No one who works in England's Accident and Emergency departments will be surprised by today's figures.
Simon Stevens, the man in charge of NHS England, has described the past financial year as "operationally and financially highly pressurised".
That is management speak for creaking at the seams. Hospital emergency departments have long been seen as the canary in the mine, and right now the canary is struggling to stay on its perch.
Patients haven't had to wait this long for treatment at hospital since 2004, and, for the most seriously ill, it is also taking longer to get there.
Ambulances missed their target to answer three quarters of the most serious 999 calls in eight minutes for the ninth month in a row.
What is going wrong?
When hospitals struggled badly in January, recording the worst figures in over a decade, it was blamed partly on traditional winter pressures - like cold weather and respiratory infections - arriving later than usual.
But NHS performance against key targets has been declining over several years - and just as the government has promised to achieve comprehensive seven-day hospital services.
Many acute trusts are also coping with hefty deficits they need to pay off.

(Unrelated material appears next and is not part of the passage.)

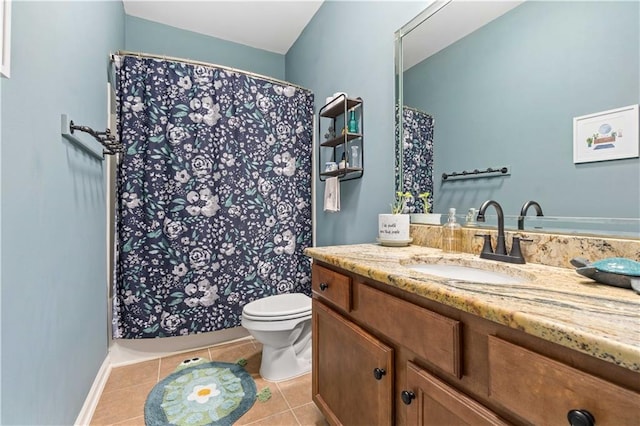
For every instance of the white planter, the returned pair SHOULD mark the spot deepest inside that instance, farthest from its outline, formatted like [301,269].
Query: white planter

In fact, £500 million of the much-vaunted £2bn extra in government funding last year went straight into plugging that gap.
And the most recent indicator of how grim things are came in the past 24 hours.
Lancashire Teaching Hospitals Trust is to downgrade its A&E department at Chorley to urgent care only at night because it has "no other safe options".
The Trust has told ITV News its become impossible to find enough middle-grade doctors to staff its emergency departments properly.
It's not a local problem - there is a nationwide shortage of A&E doctors, one that is now being exacerbated by a pay cap the government has been gradually introducing to curb the amounts hospitals can offer locums.
It's a cost-saving measure designed to try to limit agency bills in the light of those spiralling deficits.
Dr Jennifer Dixon, Chief Executive of the Health Foundation believes all of this was predictable. She says: "The root cause of deteriorating performance is an unprecedented slowdown in funding for the NHS - now half-way through the most austere decade of funding growth since records began in 1948".
The government maintains that it is protecting NHS budgets, despite austerity measures imposed on other departments.
But right now, its clear the cracks are deepening.